[英]c# Join and lambda expression
I'm trying to understand the following line of code. 我正在尝试理解以下代码行。 Sequence1 and 2 are two array of strings. Sequence1和2是两个字符串数组。 The code is supposed to achieve an inner-join effect. 该代码应该实现内部联接的效果。 Can someone please help to explain how to read it? 有人可以帮忙解释一下如何阅读吗? ie what x => x.gn2 is? 即x => x.gn2是什么? I understand that n1 => n1.Length is join condition. 我知道n1 => n1.Length是联接条件。 I'm struggling with lambda expressions. 我在lambda表达式上苦苦挣扎。 Many thanks in advance! 提前谢谢了!
var j = sequence1.GroupJoin ( sequence2 ,
n1 => n1.Length , n2 => n2.Length , (n1, gn2) => new { n1, gn2 })

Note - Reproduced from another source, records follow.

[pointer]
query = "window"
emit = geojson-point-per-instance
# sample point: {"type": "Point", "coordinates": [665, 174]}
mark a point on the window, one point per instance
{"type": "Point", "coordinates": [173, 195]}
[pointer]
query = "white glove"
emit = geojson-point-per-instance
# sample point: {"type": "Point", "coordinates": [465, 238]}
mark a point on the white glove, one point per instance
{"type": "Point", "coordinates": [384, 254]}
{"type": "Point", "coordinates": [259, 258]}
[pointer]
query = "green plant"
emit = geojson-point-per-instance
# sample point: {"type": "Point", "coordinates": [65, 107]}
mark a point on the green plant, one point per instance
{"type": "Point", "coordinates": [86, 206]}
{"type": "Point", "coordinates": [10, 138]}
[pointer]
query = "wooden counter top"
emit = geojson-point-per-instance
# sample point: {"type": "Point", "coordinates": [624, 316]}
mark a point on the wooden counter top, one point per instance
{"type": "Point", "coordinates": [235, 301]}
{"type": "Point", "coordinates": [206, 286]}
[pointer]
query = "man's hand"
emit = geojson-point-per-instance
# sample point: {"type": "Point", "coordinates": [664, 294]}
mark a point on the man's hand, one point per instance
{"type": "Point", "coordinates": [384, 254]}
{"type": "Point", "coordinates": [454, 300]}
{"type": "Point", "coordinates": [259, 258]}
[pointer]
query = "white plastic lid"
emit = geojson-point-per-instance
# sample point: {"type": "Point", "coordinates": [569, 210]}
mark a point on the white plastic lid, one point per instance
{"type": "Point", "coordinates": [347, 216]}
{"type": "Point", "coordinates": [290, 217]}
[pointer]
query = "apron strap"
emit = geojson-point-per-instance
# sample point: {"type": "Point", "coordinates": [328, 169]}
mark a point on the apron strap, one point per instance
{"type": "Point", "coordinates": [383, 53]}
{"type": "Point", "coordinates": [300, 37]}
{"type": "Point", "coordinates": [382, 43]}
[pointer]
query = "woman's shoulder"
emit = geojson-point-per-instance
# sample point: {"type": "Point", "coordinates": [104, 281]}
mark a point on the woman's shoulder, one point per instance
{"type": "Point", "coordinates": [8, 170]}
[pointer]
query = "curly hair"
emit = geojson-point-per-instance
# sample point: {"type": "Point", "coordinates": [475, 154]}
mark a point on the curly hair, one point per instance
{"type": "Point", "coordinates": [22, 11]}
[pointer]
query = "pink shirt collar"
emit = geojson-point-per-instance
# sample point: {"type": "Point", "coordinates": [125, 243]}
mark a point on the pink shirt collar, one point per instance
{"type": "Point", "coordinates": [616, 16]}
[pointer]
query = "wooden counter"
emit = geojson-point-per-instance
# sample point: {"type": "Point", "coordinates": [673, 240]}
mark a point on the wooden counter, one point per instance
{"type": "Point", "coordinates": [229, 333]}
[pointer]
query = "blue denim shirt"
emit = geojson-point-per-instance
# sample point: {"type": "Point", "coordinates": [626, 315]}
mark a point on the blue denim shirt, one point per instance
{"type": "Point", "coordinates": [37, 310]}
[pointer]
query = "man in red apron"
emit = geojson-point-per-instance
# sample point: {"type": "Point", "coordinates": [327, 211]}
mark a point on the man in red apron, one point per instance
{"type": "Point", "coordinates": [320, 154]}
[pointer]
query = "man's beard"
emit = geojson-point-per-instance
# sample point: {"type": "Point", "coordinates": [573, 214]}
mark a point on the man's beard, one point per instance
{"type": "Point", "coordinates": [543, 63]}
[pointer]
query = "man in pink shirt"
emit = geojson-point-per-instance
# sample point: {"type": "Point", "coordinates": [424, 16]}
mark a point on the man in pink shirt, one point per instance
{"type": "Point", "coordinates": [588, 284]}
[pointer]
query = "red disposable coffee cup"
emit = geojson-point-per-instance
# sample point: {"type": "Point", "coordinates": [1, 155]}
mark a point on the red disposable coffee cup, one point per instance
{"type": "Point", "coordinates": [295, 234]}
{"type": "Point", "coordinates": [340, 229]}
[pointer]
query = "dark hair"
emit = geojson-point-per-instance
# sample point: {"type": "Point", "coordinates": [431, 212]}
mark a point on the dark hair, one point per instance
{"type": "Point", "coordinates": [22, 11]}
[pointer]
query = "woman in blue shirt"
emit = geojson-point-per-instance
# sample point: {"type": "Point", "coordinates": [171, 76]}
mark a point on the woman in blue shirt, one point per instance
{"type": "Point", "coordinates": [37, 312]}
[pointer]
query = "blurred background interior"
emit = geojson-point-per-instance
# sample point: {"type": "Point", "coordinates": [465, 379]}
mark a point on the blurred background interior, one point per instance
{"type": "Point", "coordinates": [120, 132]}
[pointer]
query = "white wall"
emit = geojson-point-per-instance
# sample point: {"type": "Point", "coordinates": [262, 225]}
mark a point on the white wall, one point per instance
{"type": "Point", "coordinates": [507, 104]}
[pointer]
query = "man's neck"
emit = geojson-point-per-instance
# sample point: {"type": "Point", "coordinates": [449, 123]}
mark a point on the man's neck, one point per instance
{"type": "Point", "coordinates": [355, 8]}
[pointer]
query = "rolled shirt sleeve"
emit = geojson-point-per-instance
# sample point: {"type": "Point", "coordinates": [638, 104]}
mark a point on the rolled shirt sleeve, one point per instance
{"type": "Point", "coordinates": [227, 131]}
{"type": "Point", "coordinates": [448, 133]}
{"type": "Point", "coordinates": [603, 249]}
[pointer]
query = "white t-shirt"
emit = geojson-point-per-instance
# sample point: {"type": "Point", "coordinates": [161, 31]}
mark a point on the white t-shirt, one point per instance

.SelectMany (x => x.gn2,(x, n2) => new { x.n1, n2 });
I am not sure that the expression does what you think it does. 我不确定该表达方式是否符合您的想法。 But here it is. 但是在这里。 Let's rewrite this a little bit: 让我们重写一下:
static void Foo1()
{
string[] sequence1 = new[] { "12", "34", "567" };
string[] sequence2 = new[] { "ab", "cd", "efg" };
var result = sequence1.GroupJoin(sequence2,
n1 => n1.Length, n2 => n2.Length, (n1, gn2) => new { n1, gn2 })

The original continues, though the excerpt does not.